When you're a rugby player, you are supposed to eat to form muscle mass and ensure a good ability of your body to attain the speed that a game requires. Some tips that rugby players are advised to follow coincide with what the average man needs to obey in order to function properly especially if he has a very active life. Yet, other elements included in a rugby player’s diet are peculiar to this kind of sport.
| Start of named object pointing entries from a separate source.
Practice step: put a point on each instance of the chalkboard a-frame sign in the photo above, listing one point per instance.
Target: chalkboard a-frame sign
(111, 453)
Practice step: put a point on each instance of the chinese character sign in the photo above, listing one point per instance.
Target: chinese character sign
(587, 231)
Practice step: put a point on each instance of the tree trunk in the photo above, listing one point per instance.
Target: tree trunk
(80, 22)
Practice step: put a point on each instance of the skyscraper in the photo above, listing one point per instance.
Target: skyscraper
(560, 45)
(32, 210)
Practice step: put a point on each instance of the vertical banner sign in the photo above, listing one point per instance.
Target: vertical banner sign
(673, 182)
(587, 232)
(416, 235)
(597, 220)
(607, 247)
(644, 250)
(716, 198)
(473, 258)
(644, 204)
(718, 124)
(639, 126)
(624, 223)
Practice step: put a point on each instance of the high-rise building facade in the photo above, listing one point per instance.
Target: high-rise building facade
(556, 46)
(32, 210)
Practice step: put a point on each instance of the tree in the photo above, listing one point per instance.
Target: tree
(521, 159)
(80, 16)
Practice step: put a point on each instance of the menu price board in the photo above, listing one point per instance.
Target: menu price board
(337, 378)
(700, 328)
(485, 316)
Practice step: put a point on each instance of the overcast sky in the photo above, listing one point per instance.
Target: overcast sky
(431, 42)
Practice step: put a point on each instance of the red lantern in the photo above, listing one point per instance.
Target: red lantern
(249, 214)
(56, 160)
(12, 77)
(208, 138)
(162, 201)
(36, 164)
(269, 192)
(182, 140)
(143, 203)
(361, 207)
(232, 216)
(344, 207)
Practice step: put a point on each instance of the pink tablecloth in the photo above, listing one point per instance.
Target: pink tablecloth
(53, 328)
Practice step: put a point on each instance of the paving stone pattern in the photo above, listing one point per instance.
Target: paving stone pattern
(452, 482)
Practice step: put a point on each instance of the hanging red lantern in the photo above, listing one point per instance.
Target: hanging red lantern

In the first category of diet suggestions we should mention that a rugby player must follow a balanced diet which includes a wide variety of foods and carbohydrates as primary source of energy. Excess fat is certainly as harmful as it is in everyone else’s diet so you should never go beyond the limit with fat. Protein helps building muscles so you will need that in order to increase your muscle mass. But again, physical work in general requires that a man should take care that his diet and include good and varied nutrients in his daily meals.
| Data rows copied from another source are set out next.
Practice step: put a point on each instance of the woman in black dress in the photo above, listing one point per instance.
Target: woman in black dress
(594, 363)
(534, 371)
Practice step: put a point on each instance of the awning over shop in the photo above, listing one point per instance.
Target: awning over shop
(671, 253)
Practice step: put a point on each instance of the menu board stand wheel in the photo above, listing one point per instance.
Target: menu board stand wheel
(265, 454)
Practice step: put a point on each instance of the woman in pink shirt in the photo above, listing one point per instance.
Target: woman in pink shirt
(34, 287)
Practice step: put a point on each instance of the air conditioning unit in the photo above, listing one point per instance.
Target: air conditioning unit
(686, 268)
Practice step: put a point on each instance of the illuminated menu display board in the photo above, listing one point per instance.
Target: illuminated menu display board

Rugby sports nutrition is a bit more than that though. If you practise rugby yourself, you probably know that weeks and months of competition may leave you drained of energy if you do not take in the good type of carbohydrates which can help you store energy throughout the day. The muscles that you need for performance require a bigger quantity of protein than a postal worker who drives the van for most of the day and empties a few pillar boxes. Regular check-ups will let you know if your body contains and is able to retain the nutrients that you ingest regularly for better performance.
In terms of body mass, a rugby player may need to both increase and sustain the muscle mass. A long time goal for most of the men who take up and practise this sport is to reduce the fat mass as well. This may sound easy but it is not and a very strict diet combined with a certain type of physical activity at the gym are the only combination that can help you balance your muscle and fat mass appropriately.
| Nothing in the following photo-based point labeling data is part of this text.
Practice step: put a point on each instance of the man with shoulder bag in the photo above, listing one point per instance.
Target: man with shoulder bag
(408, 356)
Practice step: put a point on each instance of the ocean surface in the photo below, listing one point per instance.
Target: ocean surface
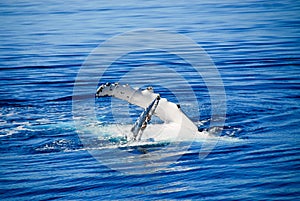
(253, 44)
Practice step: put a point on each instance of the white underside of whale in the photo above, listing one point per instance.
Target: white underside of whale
(177, 126)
In order to increase muscle mass in the first training months, the protein – carbohydrate – fat ration should be 50:40:10. If you do this you can help yourself endure the training and give your body exactly what it needs to face the challenge.
The period preceding the competitions comes with a different ratio because the main purpose is no longer building muscles; the muscle mass is there already. The target now is to facilitate speed as well as endurance, so the ratio becomes 45:45:10.
- Plenty of starchy carbohydrated foods particularly high fibre varieties.
- In order to maintain mass and aid recovery a good intake of protein is vital.
- Glucosamine is a popular supplement for rugby players to aid joint repair.
- Plenty of fluids should be taken throughout the day.
- Consume at least 5 portions of fruit and vegetables a day.